Made you look. No, this isn't what you think.

It's more about the use of exam gloves when dressing wounds, or tending any illness that rates isolating the ill for fear of A) secondary infection and, B) spread of the original illness to others.

But even when isolated, they must be cared for. Lets face it, it's my husband, kids, grandkids, nieces, their kids, etc. At the very least, someone has to bring soup and clean laundry if the ill or injured are capable of self-care.

Right now, in clinics and exam rooms, you'll see fewer barriers, and more reliance on sanitizing sprays and foams.

At home, you probably don't keep half a pallet of sanitizers under the guest bed. Your next option is barrier techniques: the use of gloves, disposable shoe covers, masks and face shields, scrubs, lab coats, and clothing of durable fibers that can be sanitized by boiling and strong detergents.

There are always times when an illness or injury rates home care, and sometimes this happens at times and places where there just isn't any home health nurse. Unfortunately, all over the world, daily, there are also conditions of lawlessness, war, rioting, rampant crime, and snake-oil salesmen handing out placebos and promises to people who are just trying to keep loved ones alive, when getting near a hospital may get you shot for being a member of the "wrong" ethnic group.

Gloves and masks can be bought cheaply, using them is easy enough, using them well can probably be found on youtube, but it's easy to describe. It's more about removing them without touching your skin with the outsides of the used gloves.

Start by pinching a loose bit of one glove at the inside of the wrist, with the fingers of the opposite (also gloved) hand. With enough of the glove gripped, you can pull it off. Now you have one glove on, and one off, held in the still-gloved hand. Gather the loose glove into the palm of the one still worn as best you can, with the fingers of that hand.
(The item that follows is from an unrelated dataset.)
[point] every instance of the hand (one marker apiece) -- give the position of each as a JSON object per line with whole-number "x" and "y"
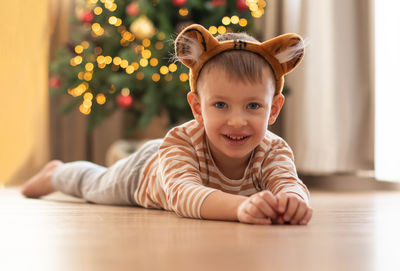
{"x": 292, "y": 209}
{"x": 259, "y": 208}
Now you still don't want to touch the outside of the contaminated gloves, so bend your hand back so that the fingers of the bare hand can slide inside the wrist of the remaining glove. Just like before, it doesn't take much before you have enough to pull it off, holding the other glove with your fingers until the second glove has wrapped around it. Now you can let go and slide your fingers free, you should be holding one glove by it's inner surface, while it contains the first in a neat bundle, and yes, you will still want to wash your hands.

Don't forget some wrap-around style safety glasses to keep with the gloves & masks. They might be inconvenient, but they still beat getting squirted in the eyes with blood or other gross body fluids.